This week I linked to one poet’s concerns about the top MFA programs ranked in Poets & Writers. Now, a pretty impressive list of creative writing instructors have some questions for Poets & Writers itself.
We’ve covered the Atlantic series By Heart a number of times before. It features notable authors writing about their favorite passages. In the latest edition, Mary-Beth Hughes picks out a paragraph from Penelope Fitzgerald’s The Blue Flower, about a poet who’s trying to cope with grief. Sample quote: “Reading Fitzgerald, I felt it was possible to write as I’d experienced dancing.”
J.K Rowling is a vandal! The billionaire and author of the Harry Potter series left her mark in an Edinburgh hotel room when she scribbled some graffiti on the back of a decorative bust back in 2007. “J.K. Rowling finished writing Harry Potter and the Deathly Hallows in this room on 11 Jan 2007,” it reads. Oh, I suppose that’s okay.
Want your writing to have punch? Want your readers to believe you? “The five-word sentence as the gospel truth…Express your most powerful thought in the shortest sentence,” Roy Peter Clark writes in The New York Times. Sorry that every sentence in this post is more than five words.

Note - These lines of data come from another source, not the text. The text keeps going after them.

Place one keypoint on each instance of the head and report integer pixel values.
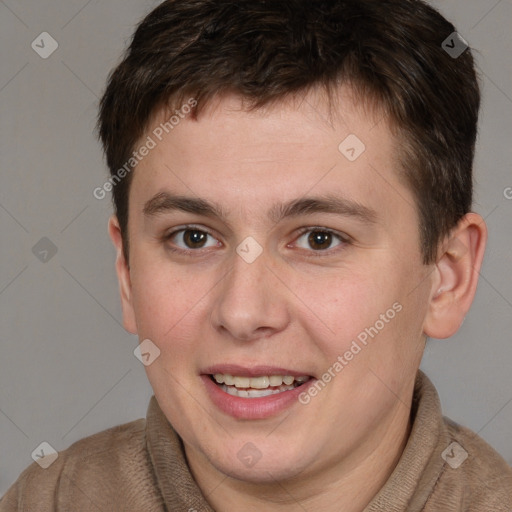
(241, 124)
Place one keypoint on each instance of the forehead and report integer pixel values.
(249, 159)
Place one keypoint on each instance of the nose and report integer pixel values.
(251, 300)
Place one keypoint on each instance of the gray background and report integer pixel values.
(67, 367)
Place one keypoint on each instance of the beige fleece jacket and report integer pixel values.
(141, 466)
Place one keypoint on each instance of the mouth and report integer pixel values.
(257, 386)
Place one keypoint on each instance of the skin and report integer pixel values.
(296, 306)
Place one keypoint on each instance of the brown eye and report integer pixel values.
(191, 238)
(194, 239)
(320, 240)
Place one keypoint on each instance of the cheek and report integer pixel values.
(348, 308)
(167, 301)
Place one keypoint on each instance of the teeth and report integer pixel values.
(254, 393)
(251, 387)
(276, 380)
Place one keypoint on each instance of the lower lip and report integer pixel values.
(253, 408)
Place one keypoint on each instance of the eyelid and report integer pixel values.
(343, 237)
(189, 227)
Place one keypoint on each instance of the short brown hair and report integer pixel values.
(388, 50)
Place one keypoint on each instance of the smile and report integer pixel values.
(257, 387)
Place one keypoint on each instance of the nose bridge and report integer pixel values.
(249, 303)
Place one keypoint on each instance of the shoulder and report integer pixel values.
(91, 468)
(474, 473)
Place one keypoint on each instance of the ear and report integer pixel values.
(123, 276)
(455, 277)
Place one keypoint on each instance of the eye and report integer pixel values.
(191, 238)
(320, 239)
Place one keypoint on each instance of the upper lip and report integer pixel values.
(252, 371)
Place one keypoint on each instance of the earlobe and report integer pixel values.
(456, 277)
(123, 276)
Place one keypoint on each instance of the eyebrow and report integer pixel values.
(164, 202)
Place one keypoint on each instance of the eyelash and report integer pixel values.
(344, 239)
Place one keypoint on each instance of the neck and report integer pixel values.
(347, 485)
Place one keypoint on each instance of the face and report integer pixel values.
(286, 264)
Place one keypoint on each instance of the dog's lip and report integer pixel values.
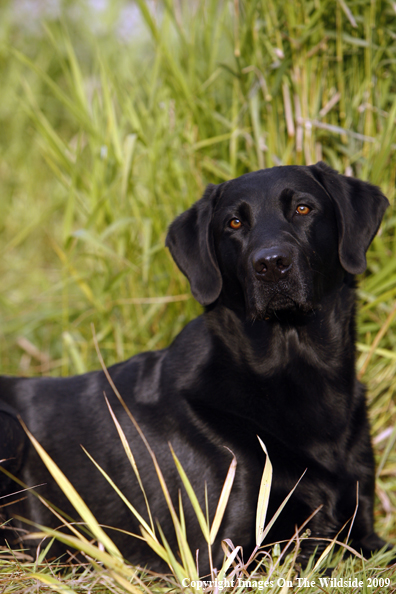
(281, 301)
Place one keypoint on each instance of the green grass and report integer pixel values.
(103, 143)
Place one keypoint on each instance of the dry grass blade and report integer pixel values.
(222, 503)
(140, 519)
(192, 496)
(264, 495)
(74, 497)
(132, 461)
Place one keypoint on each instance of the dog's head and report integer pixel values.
(276, 239)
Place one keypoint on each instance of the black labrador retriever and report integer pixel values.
(272, 256)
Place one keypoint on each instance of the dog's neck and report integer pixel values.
(324, 337)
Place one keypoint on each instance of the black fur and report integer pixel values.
(273, 355)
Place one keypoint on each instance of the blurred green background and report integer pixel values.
(113, 117)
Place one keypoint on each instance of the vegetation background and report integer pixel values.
(113, 117)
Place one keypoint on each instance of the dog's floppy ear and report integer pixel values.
(359, 207)
(191, 244)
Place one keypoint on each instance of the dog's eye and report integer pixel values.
(303, 209)
(235, 223)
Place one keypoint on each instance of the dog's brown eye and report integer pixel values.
(302, 209)
(235, 223)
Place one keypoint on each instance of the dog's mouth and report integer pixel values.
(280, 304)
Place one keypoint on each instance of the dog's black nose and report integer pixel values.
(272, 264)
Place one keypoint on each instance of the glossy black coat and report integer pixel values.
(273, 355)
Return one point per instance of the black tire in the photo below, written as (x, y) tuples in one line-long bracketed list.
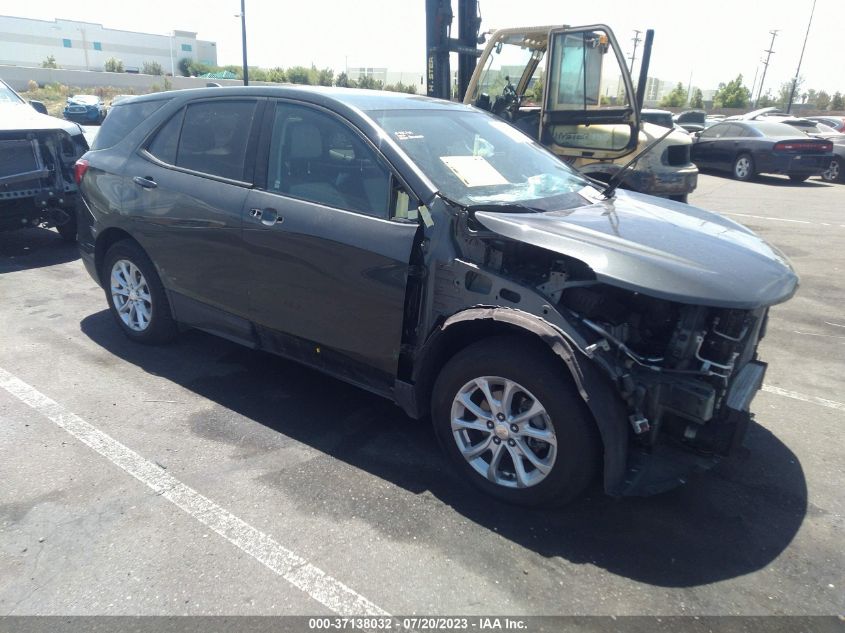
[(835, 172), (161, 327), (533, 367), (743, 168), (68, 229)]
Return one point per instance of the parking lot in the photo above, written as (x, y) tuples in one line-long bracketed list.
[(206, 478)]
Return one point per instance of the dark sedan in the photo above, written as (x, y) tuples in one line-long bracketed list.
[(748, 148)]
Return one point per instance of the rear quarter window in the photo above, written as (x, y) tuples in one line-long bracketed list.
[(121, 120)]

It’s another huge week for new releases. Happy Murakami day! Haruki Murakami’s long-awaited 1Q84 is finally here – look for our review tomorrow, as is Walter Isaacson’s headline-making biography of Steve Jobs. Also out is another massive and hotly anticipated work in translation (1152 pages!), Hungarian Peter Nadas’s Parallel Stories. Lydia Millet has a new novel out, Ghost Lights, and Thinking, Fast and Slow is set to arrive from Nobel-winning psychologist Daniel Kahneman.